Recently, more and more studies have begun to focus on the relationship between intestinal microbiota disorder and UC (41–43). Related studies suggest that intestinal microbiota disorder causes alterations in intestinal epithelial permeability, which leads to intestinal immune disorders and chronic inflammatory processes, ultimately leading to the development of UC (44–46). Traditional Chinese medicine has made some achievements in the treatment of UC with its advantages of multi-target and multi-link modulation. Among them, Huang Lian Detoxification Tang can significantly reduce the alpha diversity of intestinal microbiota in mice and has a wide range of antibacterial effects on pathogenic bacteria (e.g. Escherichia, Odoribacter, Alloprevotella) (9). Berberine not only ameliorated colonic injury in DSS-induced UC rats, but also modulated intestinal microbiota by increasing lactic acid-producing and carbohydrate-hydrolyzing bacteria and reducing conditionally pathogenic bacteria (47). The intestinal microbiota diversity and microbiota structure were significantly improved by the treatment with Baitoum decoction, decreasing the relative abundance of harmful bacteria and increasing the relative abundance of beneficial bacteria (48). Similarly, based on alpha diversity indices of Chao1, Ace, simpson and shannon, this study found that artemisinin was equally effective in increasing the diversity and abundance of intestinal microbiota in rats. Although intestinal microbiota diversity and abundance are closely related to UC, their changes are not directly related to UC development (49). Consistent with this, the intestinal bacterial structure of rats in the artemisinin group did not fit well with the normal rat intestinal microbiota structure from the PCA plot, but it did not affect the relief of clinical symptoms of UC in the artemisinin group rats.
Differences in the microbial composition of the different groups were analyzed at the phylum family level. Compared with the normal group, the model group showed an increase in Firmicutes and a decrease in Bacteroidetes, but there was no statistical significance.

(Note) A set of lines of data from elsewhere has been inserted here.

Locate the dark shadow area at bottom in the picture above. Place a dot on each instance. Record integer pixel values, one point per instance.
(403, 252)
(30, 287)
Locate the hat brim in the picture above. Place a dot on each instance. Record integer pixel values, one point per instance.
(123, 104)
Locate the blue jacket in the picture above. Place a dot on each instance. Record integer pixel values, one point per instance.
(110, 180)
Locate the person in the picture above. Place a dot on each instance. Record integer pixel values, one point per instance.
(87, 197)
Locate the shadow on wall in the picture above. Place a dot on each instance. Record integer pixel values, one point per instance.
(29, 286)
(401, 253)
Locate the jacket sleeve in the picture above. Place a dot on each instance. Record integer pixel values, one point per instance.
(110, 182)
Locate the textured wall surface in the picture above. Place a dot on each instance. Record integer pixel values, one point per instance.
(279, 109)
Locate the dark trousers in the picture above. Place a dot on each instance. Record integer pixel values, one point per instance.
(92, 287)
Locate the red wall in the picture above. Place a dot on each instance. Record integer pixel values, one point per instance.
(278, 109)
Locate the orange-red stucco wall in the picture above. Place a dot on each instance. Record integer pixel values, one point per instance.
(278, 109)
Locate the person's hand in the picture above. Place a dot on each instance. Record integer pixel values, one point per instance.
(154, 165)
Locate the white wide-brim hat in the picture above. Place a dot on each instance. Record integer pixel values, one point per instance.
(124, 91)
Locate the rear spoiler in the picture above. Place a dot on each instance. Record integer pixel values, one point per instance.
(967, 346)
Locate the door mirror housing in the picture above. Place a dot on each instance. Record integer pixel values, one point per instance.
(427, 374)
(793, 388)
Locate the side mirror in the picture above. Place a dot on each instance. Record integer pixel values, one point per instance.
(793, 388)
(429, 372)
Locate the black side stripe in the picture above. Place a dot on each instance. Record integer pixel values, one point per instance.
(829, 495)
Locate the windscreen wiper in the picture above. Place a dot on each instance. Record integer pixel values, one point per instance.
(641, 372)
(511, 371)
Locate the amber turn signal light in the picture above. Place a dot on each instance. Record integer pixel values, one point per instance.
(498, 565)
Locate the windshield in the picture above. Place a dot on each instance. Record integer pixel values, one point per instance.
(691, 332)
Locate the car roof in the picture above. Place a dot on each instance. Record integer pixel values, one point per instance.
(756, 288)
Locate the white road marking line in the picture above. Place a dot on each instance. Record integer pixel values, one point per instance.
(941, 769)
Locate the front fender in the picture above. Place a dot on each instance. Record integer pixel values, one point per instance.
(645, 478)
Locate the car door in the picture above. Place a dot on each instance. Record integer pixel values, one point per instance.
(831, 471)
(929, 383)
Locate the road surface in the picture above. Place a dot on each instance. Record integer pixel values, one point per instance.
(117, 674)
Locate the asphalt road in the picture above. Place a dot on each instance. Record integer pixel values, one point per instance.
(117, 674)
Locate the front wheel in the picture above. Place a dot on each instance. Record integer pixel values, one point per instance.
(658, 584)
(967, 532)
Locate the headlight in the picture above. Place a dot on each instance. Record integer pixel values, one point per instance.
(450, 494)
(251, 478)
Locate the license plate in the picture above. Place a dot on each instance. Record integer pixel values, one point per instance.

After artemisinin treatment, the diversity and abundance of intestinal microbiota in rats increased, including Acidobacteria, Actinobacteria, Chloroflexbacteria, Budmonobacteria, Nitrospira, p-Latescibacteria, Armor Bacteria, Verrucomicrobia and other levels were detected.
The phylum Bacteroidetes is absolutely dominant in the intestinal and have many functions such as enzymatic carbohydrates, participation in polysaccharide metabolism, bile acid and steroids, and maintenance of normal intestinal physiology, etc., which have an important impact on human health (50). Ritchie, L.E. et al. found that the intestinal damage profile of the DSS-induced UC rat model was negatively correlated with Firmicutes, Actinobacteria and Acidobacteria (51). Relevant studies have shown that (52–54) Lactobacillus can produce lactic by fermentating carbohydrates, which helps digestion and absorption, acidifies the intestinal environment, prevents adhesion of harmful bacteria in the intestinal epithelium, stimulates the production of immunoglobulins, and thus enhances host immunity. Our study found that artemisinin can effectively increase the intestinal Lactobacillus in rats and has a positive effect on improving intestinal function. Ren Z et al. showed that some bacteria of Verrucomicrobia play an important role in host immune stimulation and metabolic signal transduction (55). Studies have shown that tumors can cause significant changes in the intestinal microbiota structure of human and animals. For example, the number of Verrucomicrobia bacteria in patients with early stage liver cancer is significantly lower than that in healthy people (56). Overall, the rats in the artemisinin group showed significant improvements in intestinal microbiota richness, diversity and stability, and reduced severity of colonic inflammation compared with the UC model and the rats in the mesalazine group, which is consistent with previous reports (57, 58). The differences in intestinal microbiota richness, diversity and stability between the mesalazine and artemisinin groups also explained the differences in the severity of colonic inflammation in the two groups, and the determination of the specific effective bacteria needs to be further investigated.
5 Conclusion
In conclusion, this study shows that artemisinin is effective in alleviating colonic injury and inhibiting inflammatory response in UC rats. In addition, the structure and composition of the intestinal microbiota of UC rats were changed after artemisinin treatment, but the difference of the microbiota was significant, which needs further research and exploration. This study provides a certain research basis for the study of the therapeutic mechanism of UC, and laid a foundation for further research on the mechanism of artemisinin improving UC.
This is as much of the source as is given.